Abstract

Mitochondrial Membrane Permeability Transition (MMPT) pore is a major player in cell death and it is considered to contribute substantially to the regulation of normal mitochondria metabolism. It has therefore emerged as a promising target for drug development because the release of cytochrome c upon the opening of the pore is a point of no return for mitochondrial-mediated apoptosis to occur. Heliotropium indicum (HI) is as an anti-tumor and wound healing agent frequently used in traditional medicine. It is not known whether its mode of action involves the induction of apoptosis.
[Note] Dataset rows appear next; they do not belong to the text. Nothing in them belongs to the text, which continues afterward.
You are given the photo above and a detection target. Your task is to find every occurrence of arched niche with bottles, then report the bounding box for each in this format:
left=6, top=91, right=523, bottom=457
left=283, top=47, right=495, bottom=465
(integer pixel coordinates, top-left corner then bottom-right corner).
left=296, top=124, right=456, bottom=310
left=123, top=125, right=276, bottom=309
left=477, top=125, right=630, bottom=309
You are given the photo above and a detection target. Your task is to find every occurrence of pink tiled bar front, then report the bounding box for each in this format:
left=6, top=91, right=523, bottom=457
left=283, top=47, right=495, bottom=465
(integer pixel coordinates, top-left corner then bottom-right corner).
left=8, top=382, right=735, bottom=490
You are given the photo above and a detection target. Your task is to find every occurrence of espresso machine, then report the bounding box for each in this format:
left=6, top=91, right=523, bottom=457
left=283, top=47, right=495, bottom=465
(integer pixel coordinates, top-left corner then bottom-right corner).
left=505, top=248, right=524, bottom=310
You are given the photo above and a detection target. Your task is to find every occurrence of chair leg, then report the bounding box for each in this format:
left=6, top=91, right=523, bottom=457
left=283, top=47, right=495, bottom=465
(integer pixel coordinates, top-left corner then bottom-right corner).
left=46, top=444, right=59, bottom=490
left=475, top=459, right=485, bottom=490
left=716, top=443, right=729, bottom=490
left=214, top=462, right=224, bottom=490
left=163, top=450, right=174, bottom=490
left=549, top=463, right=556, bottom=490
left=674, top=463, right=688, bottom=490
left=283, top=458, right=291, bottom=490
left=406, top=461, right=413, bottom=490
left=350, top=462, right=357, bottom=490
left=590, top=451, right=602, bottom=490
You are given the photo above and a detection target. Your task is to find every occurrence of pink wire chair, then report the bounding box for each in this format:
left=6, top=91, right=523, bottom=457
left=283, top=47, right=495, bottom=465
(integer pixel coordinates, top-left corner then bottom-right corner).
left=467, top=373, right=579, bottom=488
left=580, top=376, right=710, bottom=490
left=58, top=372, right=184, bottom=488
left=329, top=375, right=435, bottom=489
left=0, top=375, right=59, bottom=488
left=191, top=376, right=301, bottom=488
Mitochondria, isolated from male albino rats (about 100g), were exposed to varying concentrations (10, 30, 50, 70, and 90µg/ml) of Chloroform (CFHI), Ethlyacetate (EFHI), Methanol (MFHI) Fractions and Crude Methanol Extract (MEHI) of HI. In the absence of Ca 2+ , CFHI, EFHI, MFHI and MEHI induced the opening of the pore in a concentration-dependent manner with CFHI having the highest induction fold of 26 and MFHI as the lowest having 6.6. All the fractions inhibited lipid peroxidation in a concentration-dependent manner. Also these fractions induced the release of cytochrome c with CFHI having the highest effect and the least by MFHI. Mitochondrial ATPase activity was enhanced by all the fractions with CFHI having the highest stimulatory effect. Interestingly, intra-peritoneal administration of CFHI and EFHI at 2, 5, 10 and 20mg/kg body weight for 21 days resulted in opening of the pore, the release of cytochrome c and activation of caspases 3 and 9. All these effects were highest with 20mg/kg body weight. These findings therefore suggest that CFHI is the most potent fraction and therefore possibly contains the bioactive agent(s) that induces mitochondrial-mediated apoptosis. The fraction will therefore be useful for further studies for drug development in diseases requiring up-regulation of apoptosis.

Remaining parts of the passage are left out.